Europe Needs to Innovate Itself out of Economic Slump

Europe is in the midst of economic recovery that is not going anywhere. Even though Europe has declared the recession is over, the economy continues to halt recovery.

Hovering at 0.1% of annual growth rate of GDP in 2013, the economic and financial crisis has eradicated years of economic and social progress. Its weak infrastructure has been exposed and exploited. Years of social and economic advancement have stalled. European nations are losing its competitive edge against other countries. General and youth unemployment rate are devastatingly high especially in countries like Spain and Italy.

With the situation becoming increasingly more volatile, uncertain, complex and ambiguous, the challenges European nations are facing to regenerate economic growth is a systemic one.

There are many ways to accelerate economic growth. One of them is through innovation. Traditionally, Europe has been establishing itself as leaders in product innovation through technology-led development that has largely contributed to the economic growth and competitiveness.

In the new age that is shifting to the east, emerging competitors are closing in on technology, and have found ways to produce the same output more efficiently and cheaper than its European counterparts. European nations can no longer depend on technology-led innovation, low production costs and market proximity as their core competencies.

At the same time, organizations are sitting on top of substantial amount of cash from the return-on-investment in technology-led innovation that got them here in the first place. However, what got them where they are now won’t get them where they desire to be in the future. The complex economic and social challenges call for new approach.

This is ironic as organizations are cash-rich but are failing to invest in innovations that nurture growth. This is because capital investment in innovation has been spent on communication and product innovation (level 1 and 2 design), creating an over-reliance of product innovation and a legacy system based on traditional mindset, processes and regulations.

4 Levels of Design

4 Levels of Design

Developing product innovation as the core capability of organization is not enough.

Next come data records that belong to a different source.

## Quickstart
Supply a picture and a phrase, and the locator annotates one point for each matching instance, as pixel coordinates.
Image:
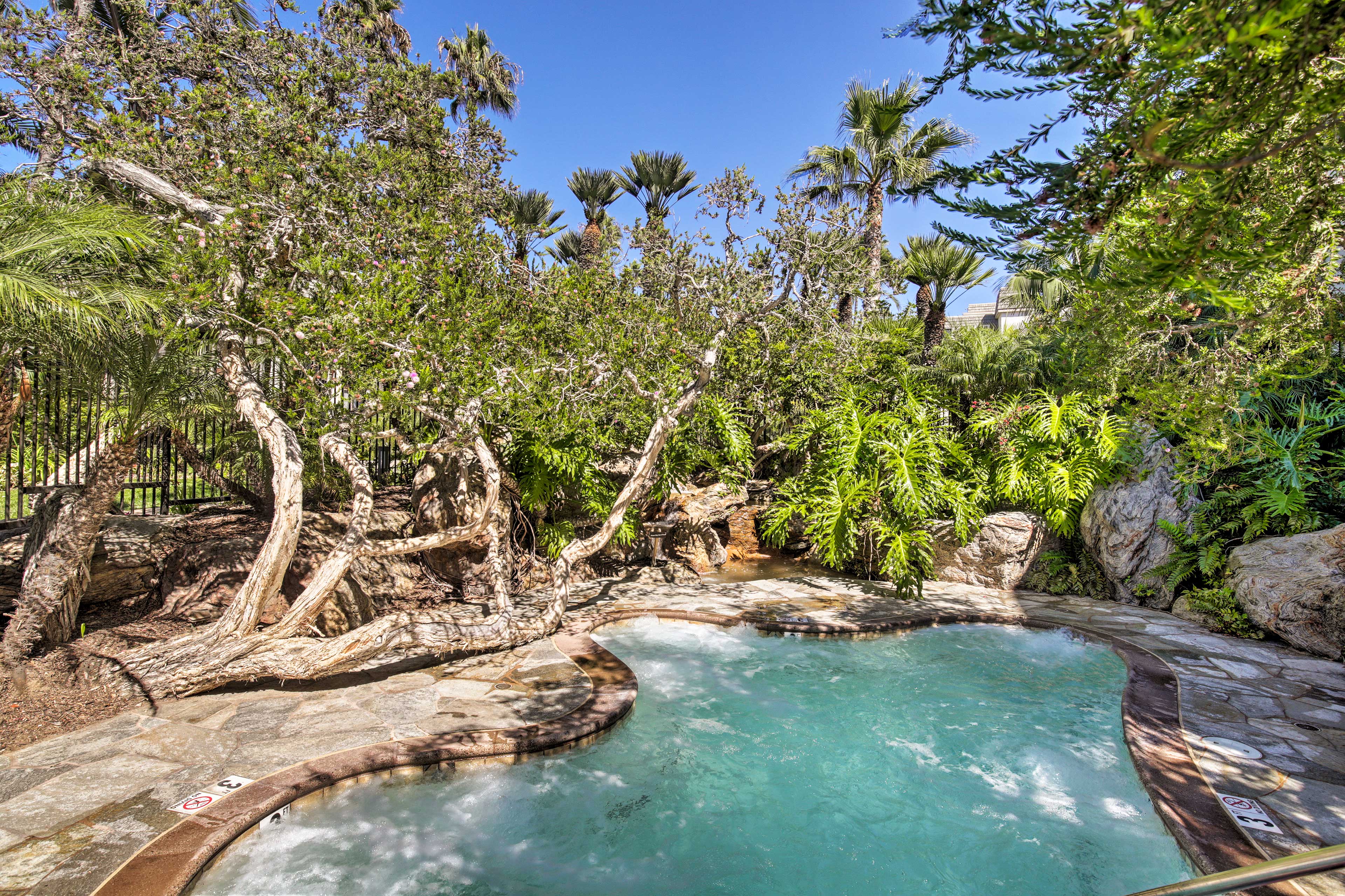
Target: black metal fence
(58, 432)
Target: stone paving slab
(75, 808)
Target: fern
(872, 478)
(1220, 607)
(1048, 452)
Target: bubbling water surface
(958, 760)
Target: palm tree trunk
(874, 241)
(58, 552)
(589, 245)
(934, 333)
(520, 265)
(923, 297)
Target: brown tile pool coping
(1151, 719)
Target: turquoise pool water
(958, 760)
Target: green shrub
(1068, 572)
(1219, 606)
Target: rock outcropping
(701, 535)
(132, 552)
(1295, 587)
(1119, 528)
(1000, 554)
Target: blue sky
(725, 83)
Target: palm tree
(489, 78)
(529, 218)
(568, 249)
(657, 179)
(923, 291)
(596, 190)
(65, 268)
(947, 268)
(144, 384)
(374, 19)
(884, 158)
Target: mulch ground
(54, 699)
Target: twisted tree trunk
(287, 462)
(58, 552)
(220, 656)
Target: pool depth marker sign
(194, 804)
(1247, 813)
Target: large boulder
(1001, 552)
(1119, 528)
(701, 535)
(443, 498)
(1296, 589)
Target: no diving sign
(194, 804)
(1247, 813)
(202, 798)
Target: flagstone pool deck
(76, 808)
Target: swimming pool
(953, 760)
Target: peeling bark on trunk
(874, 241)
(58, 554)
(155, 186)
(11, 400)
(923, 297)
(204, 661)
(189, 452)
(934, 334)
(225, 654)
(448, 489)
(334, 568)
(287, 461)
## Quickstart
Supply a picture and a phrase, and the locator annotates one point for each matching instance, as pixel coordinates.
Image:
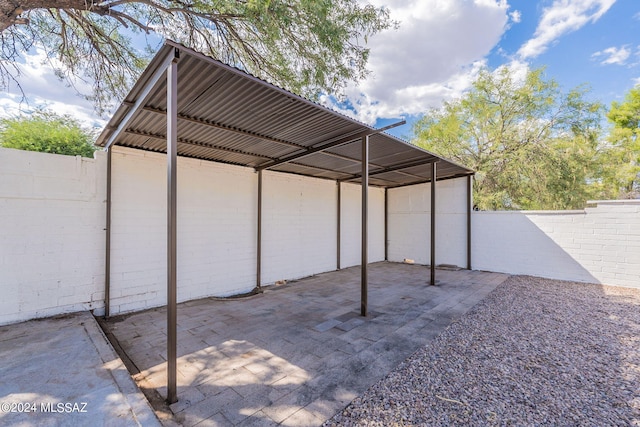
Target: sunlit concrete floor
(63, 372)
(300, 352)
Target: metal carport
(189, 104)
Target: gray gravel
(534, 352)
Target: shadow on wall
(544, 244)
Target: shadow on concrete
(296, 354)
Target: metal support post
(339, 186)
(365, 228)
(469, 208)
(259, 236)
(107, 256)
(433, 224)
(172, 163)
(386, 226)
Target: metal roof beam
(329, 144)
(198, 144)
(220, 126)
(142, 98)
(460, 175)
(395, 168)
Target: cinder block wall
(52, 219)
(52, 238)
(217, 228)
(410, 223)
(600, 244)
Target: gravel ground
(534, 352)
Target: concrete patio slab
(63, 372)
(298, 353)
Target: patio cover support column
(386, 226)
(365, 228)
(107, 256)
(433, 224)
(469, 208)
(259, 236)
(339, 186)
(172, 163)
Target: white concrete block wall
(351, 225)
(216, 230)
(598, 245)
(410, 223)
(299, 226)
(217, 214)
(52, 216)
(52, 239)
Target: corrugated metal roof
(226, 115)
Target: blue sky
(438, 49)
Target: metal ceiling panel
(226, 115)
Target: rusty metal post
(172, 277)
(107, 256)
(365, 226)
(433, 223)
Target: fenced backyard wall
(52, 220)
(600, 244)
(217, 225)
(52, 232)
(410, 223)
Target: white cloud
(563, 16)
(434, 55)
(613, 55)
(42, 88)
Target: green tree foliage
(623, 156)
(48, 133)
(305, 46)
(533, 147)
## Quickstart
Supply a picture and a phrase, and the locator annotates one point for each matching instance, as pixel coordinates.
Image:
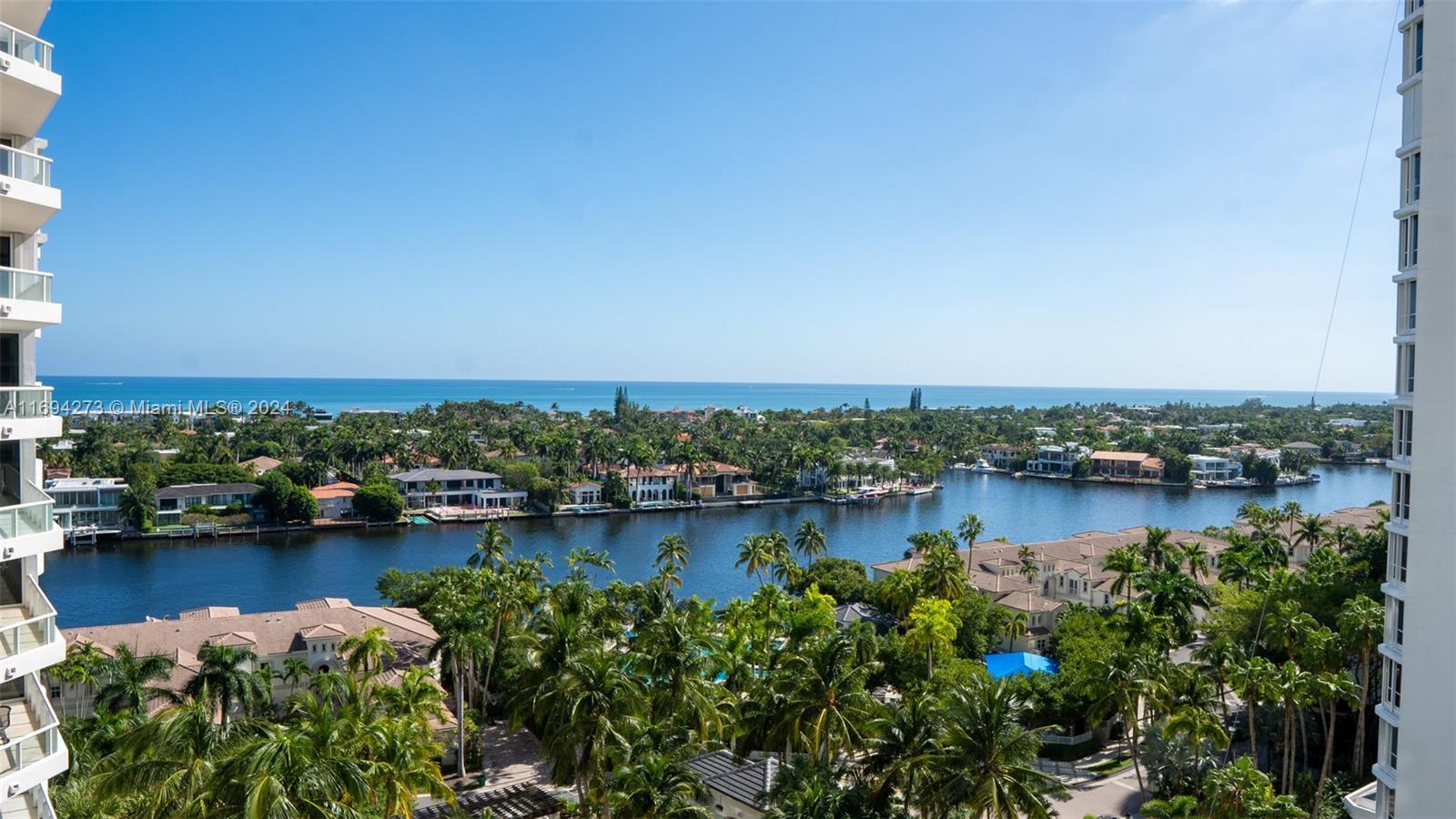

Market leaders like Nespresso did not win by designing coffee machines alone, but with both product and service innovations to reinvent the coffee experience, and building a global business around the coffee experience through its business model.

Similarly, organizations in Europe need to revitalize their competitive edge by moving up the value chain of design from level 1 and 2 to level 3 and 4, where businesses are designed to enable continuous stream of innovations. 

To do so, organizations need to invest in building innovation capability through design for long-term profitability and growth that typically pays off in 5 to 10 years, even if it is through acquisition of startups and SMEs.

Decision-makers in organizations need to be able to balance short-term demands from shareholders and long-term growth that can only be achieved by tapping on the true potential of design as a catalyst for innovation in organizations.

Designing businesses involves designing management systems, business models, culture and policies for organizations to continuously create and deliver values to foster a continuous cycle of product and service innovations that leads to growth. 

Currently, we are seeing the transition of organizations moving to design services and interactions on top of product innovation layer. Going beyond product allows organizations to develop ecosystems of products and services that create new competitive advantage. This drives growth, and eventually market leadership that enables organizations in Europe to compete globally.

Business growth also creates new jobs internally, and particularly externally with organizations in the supply chain or partners in which innovations help to build new platforms. 

Government plays an important role in facilitating organizations to innovate. Whether through subsidies, grants or tax breaks, European organizations are encouraged and benefited to invest in building the organizational innovation capability. 

Building innovation capability through business design not only enables organizations to continuously innovate, but also improve living standards of European citizens, create new jobs, enhance the skills of the workforce and improving productivity. Organizations need to collectively design themselves to create iterative waves of innovations and alter their business models, compete to win globally, and drive economic growth back to the way Europe was.